Accueil > Littérature > Anthologie > H > HUGO Victor (1802-1885) > Tristesse d’Olympio
- N’existons-nous donc plus ? Avons-nous eu notre heure ?
- Rien ne la rendra-t-il à nos cris superflus ?
- L’air joue avec la branche au moment où je pleure ;
- Ma maison me regarde et ne me connaît plus.
- D’autres vont maintenant passer où nous passâmes.
- Nous y sommes venus, d’autres vont y venir ;
- Et le songe qu’avaient ébauché nos deux âmes,
- Ils le continueront sans pouvoir le finir !
- Car personne ici-bas ne termine et n’achève ;
- Les pires des humains sont comme les meilleurs ;
- Nous nous réveillons tous au même endroit du rêve.
- Tout commence en ce monde et tout finit ailleurs.
- Oui, d’autres à leur tour viendront, couples sans tache,
- Puiser dans cet asile heureux, calme, enchanté,
- Tout ce que la nature à l’amour qui se cache
- Mêle de rêverie et de solennité !
- D’autres auront nos champs, nos sentiers, nos retraites ;
- Ton bois, ma bien-aimée, est à des inconnus.
- D’autres femmes viendront, baigneuses indiscrètes,
- Troubler le flot sacré qu’ont touché tes pieds nus !
- Quoi donc ! c’est vainement qu’ici nous nous aimâmes !
- Rien ne nous restera de ces coteaux fleuris
- Où nous fondions notre être en y mêlant nos flammes !
- L’impassible nature a déjà tout repris.
- Oh ! dites-moi, ravins, frais ruisseaux, treilles mûres,
- Rameaux chargés de nids, grottes, forêts, buissons.
- Est-ce que vous ferez pour d’autres vos murmures ?
- Est-ce que vous direz à d’autres vos chansons ?
- Nous vous comprenions tant ! doux, attentifs, austères,
- Tous nos échos s’ouvraient si bien à votre voix !
- Et nous prêtions si bien, sans troubler vos mystères,
- L’oreille aux mots profonds que vous dites parfois !
- Répondez, vallon pur, répondez, solitude,
- O nature abritée en ce désert si beau,
- Lorsque nous dormirons tous deux dans l’attitude
- Que donne aux morts pensifs la forme du tombeau,
- Est-ce que vous serez à ce point insensible
- De nous savoir couchés, morts avec nos amours,
- Et de continuer votre fête paisible,
- Et de toujours sourire et de chanter toujours ?
- Est-ce que, nous sentant errer dans vos retraites,
- Fantômes reconnus par vos monts et vos bois,
- Vous ne nous direz pas de ces choses secrètes
- Qu’on dit en revoyant des amis d’autrefois ?
- Est-ce que vous pourrez, sans tristesse et sans plainte,
- Voir nos ombres flotter où marchèrent nos pas,
- Et la voir m’entraîner, dans une morne étreinte,
- Vers quelque source en pleurs qui sanglote tout bas ?
- Et s’il est quelque part, dans l’ombre où rien ne veille,
- Deux amants sous vos fleurs abritant leurs transports,
- Ne leur irez-vous pas murmurer à l’oreille :
- - Vous qui vivez, donnez une pensée aux morts !

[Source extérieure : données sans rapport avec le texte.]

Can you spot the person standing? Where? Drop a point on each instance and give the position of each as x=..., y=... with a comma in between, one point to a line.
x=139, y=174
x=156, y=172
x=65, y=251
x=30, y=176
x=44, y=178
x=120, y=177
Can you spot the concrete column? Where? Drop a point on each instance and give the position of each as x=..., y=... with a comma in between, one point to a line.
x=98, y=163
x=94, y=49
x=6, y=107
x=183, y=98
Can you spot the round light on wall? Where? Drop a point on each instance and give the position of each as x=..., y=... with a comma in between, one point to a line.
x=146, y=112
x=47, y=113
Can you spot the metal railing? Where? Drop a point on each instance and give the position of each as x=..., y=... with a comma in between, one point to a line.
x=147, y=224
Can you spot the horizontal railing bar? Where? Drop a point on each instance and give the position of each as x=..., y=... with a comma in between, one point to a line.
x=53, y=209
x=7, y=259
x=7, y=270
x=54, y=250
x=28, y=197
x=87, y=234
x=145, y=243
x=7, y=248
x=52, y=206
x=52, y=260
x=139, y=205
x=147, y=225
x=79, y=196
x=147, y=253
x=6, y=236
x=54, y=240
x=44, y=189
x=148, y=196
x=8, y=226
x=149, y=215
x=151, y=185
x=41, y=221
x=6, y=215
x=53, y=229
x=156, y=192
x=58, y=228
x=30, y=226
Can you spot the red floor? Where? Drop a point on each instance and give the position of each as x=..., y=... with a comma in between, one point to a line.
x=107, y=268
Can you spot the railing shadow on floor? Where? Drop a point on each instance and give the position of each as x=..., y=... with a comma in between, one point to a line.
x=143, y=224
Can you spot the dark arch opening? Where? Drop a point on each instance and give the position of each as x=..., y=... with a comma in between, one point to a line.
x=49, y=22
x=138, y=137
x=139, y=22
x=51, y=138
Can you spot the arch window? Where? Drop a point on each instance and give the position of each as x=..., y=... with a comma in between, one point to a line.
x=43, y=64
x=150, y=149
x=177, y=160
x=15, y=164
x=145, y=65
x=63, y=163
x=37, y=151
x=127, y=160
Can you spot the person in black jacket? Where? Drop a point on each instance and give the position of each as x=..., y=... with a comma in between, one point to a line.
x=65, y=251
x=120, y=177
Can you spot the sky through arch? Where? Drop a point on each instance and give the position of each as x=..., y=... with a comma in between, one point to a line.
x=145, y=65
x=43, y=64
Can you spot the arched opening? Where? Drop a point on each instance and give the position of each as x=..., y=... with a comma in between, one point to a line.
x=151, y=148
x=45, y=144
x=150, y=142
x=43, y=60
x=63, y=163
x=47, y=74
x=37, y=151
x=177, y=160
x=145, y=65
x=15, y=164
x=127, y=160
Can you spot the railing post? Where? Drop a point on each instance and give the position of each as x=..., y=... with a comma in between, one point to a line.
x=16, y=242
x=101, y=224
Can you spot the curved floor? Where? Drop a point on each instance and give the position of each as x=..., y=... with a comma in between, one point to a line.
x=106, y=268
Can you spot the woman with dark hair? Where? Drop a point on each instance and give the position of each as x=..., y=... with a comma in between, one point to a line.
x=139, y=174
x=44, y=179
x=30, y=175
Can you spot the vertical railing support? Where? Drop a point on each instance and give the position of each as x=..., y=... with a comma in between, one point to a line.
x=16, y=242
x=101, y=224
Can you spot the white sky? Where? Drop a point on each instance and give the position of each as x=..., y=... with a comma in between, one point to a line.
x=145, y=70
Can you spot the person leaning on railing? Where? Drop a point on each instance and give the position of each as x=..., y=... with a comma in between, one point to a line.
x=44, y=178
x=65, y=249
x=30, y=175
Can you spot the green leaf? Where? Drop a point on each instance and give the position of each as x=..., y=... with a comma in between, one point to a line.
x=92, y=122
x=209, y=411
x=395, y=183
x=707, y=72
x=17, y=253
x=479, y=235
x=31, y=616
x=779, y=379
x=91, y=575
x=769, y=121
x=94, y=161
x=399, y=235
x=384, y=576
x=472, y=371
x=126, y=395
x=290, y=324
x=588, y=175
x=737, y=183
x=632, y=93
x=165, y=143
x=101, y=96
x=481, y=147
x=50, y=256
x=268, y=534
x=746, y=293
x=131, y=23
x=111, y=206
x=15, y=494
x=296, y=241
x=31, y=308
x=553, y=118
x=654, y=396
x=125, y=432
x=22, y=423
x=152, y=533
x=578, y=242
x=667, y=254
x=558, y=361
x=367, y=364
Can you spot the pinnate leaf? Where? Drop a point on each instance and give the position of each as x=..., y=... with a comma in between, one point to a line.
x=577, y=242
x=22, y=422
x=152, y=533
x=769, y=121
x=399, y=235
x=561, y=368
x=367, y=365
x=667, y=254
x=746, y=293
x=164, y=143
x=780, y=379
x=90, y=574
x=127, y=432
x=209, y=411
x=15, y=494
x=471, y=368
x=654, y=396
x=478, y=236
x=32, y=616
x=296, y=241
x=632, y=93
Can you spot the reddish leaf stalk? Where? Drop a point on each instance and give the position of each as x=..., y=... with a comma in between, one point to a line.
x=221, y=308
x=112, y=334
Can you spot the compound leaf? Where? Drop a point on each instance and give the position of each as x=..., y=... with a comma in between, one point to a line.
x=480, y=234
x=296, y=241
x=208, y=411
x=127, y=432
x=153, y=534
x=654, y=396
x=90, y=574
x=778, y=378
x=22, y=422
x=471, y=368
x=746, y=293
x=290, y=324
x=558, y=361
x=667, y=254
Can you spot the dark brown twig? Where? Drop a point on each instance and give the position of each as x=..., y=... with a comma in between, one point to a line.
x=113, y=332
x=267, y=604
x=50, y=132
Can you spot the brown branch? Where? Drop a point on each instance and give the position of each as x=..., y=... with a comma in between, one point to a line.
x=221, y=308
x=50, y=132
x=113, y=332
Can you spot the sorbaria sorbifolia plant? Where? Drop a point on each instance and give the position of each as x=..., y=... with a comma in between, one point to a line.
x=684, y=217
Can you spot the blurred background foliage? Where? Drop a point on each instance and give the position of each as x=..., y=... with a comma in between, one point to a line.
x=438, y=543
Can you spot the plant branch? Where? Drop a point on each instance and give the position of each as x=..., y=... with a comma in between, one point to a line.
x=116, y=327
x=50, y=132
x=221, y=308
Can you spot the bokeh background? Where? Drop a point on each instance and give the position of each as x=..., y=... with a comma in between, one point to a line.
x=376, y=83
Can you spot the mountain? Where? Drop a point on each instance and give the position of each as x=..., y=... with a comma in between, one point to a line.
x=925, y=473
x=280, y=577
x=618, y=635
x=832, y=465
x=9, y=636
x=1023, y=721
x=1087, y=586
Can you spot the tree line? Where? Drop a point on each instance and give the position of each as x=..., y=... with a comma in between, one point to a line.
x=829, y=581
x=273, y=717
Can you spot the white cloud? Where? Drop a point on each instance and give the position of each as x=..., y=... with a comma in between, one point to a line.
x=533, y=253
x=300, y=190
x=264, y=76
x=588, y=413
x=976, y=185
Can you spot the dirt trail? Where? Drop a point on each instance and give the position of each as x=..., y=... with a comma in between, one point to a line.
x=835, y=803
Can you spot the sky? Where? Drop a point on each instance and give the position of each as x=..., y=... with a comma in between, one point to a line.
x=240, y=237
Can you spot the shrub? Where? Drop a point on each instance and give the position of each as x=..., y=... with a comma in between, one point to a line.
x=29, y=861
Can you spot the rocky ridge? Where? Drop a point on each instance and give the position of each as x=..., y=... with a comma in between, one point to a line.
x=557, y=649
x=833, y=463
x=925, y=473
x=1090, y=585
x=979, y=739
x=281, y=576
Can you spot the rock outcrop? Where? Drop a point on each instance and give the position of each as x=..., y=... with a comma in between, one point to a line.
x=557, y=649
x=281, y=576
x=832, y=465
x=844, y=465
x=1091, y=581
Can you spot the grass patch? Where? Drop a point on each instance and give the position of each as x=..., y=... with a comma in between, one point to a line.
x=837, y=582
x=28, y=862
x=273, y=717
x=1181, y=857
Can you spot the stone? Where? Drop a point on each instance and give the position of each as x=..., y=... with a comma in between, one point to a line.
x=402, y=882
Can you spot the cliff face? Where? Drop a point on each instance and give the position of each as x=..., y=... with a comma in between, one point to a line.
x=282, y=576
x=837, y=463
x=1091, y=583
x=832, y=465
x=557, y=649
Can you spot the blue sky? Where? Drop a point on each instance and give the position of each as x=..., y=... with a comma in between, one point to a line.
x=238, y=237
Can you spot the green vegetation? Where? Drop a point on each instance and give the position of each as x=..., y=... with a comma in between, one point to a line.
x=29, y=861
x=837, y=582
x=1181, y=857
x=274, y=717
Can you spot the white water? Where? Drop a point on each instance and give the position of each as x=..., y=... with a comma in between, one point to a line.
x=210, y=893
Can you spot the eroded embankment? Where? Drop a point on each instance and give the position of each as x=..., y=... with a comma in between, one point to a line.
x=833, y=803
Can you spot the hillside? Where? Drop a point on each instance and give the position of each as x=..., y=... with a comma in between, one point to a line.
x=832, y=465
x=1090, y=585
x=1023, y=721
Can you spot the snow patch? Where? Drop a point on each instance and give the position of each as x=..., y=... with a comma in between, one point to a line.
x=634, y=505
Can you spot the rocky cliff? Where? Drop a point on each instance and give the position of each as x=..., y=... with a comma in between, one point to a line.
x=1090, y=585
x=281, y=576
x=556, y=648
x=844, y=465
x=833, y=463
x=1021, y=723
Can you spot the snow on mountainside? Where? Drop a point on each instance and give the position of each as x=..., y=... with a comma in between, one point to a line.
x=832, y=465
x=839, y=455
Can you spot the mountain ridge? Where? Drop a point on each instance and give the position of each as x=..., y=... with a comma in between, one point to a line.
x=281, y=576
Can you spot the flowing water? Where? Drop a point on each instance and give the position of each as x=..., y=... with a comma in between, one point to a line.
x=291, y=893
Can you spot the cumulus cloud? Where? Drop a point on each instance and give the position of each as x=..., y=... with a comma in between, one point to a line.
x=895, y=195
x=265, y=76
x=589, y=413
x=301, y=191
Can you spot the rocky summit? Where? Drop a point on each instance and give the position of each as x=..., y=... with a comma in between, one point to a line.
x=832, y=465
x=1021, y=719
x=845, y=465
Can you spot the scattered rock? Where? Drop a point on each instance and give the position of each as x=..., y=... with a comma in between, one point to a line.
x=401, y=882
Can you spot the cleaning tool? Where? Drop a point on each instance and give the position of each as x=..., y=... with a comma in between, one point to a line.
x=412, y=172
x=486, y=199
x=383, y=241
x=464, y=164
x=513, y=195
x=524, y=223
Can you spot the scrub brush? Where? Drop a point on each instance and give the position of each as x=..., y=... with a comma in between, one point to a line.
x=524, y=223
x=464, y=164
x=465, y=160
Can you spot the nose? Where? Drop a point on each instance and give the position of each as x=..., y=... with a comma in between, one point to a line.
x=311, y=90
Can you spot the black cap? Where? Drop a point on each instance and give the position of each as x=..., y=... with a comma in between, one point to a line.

- Dieu nous prête un moment les prés et les fontaines,
- Les grands bois frissonnants, les rocs profonds et sourds
- Et les cieux azurés et les lacs et les plaines,
- Pour y mettre nos coeurs, nos rêves, nos amours ;
- Puis il nous les retire. Il souffle notre flamme ;
- Il plonge dans la nuit l’antre où nous rayonnons ;
- Et dit à la vallée, où s’imprima notre âme,
- D’effacer notre trace et d’oublier nos noms.
- Eh bien ! oubliez-nous, maison, jardin, ombrages !
- Herbe, use notre seuil ! ronce, cache nos pas !
- Chantez, oiseaux ! ruisseaux, coulez ! croissez, feuillages !
- Ceux que vous oubliez ne vous oublieront pas.
- Car vous êtes pour nous l’ombre de l’amour même !
- Vous êtes l’oasis qu’on rencontre en chemin !
- Vous êtes, ô vallon, la retraite suprême
- Où nous avons pleuré nous tenant par la main !
- Toutes les passions s’éloignent avec l’âge,
- L’une emportant son masque et l’autre son couteau,
- Comme un essaim chantant d’histrions en voyage
- Dont le groupe décroît derrière le coteau.
- Mais toi, rien ne t’efface, amour ! toi qui nous charmes,
- Toi qui, torche ou flambeau, luis dans notre brouillard !
- Tu nous tiens par la joie, et surtout par les larmes.
- Jeune homme on te maudit, on t’adore vieillard.
- Dans ces jours où la tête au poids des ans s’incline,
- Où l’homme, sans projets, sans but, sans visions,
- Sent qu’il n’est déjà plus qu’une tombe en ruine
- Où gisent ses vertus et ses illusions ;
- Quand notre âme en rêvant descend dans nos entrailles,
- Comptant dans notre coeur, qu’enfin la glace atteint,
- Comme on compte les morts sur un champ de batailles,
- Chaque douleur tombée et chaque songe éteint,
- Comme quelqu’un qui cherche en tenant une lampe,
- Loin des objets réels, loin du monde rieur,
- Elle arrive à pas lents par une obscure rampe
- Jusqu’au fond désolé du gouffre intérieur ;
- Et là, dans cette nuit qu’aucun rayon n’étoile,
- L’âme, en un repli sombre où tout semble finir,
- Sent quelque chose encor palpiter sous un voile...
- C’est toi qui dors dans l’ombre, ô sacré souvenir ! "
VICTOR HUGO (1802-1885)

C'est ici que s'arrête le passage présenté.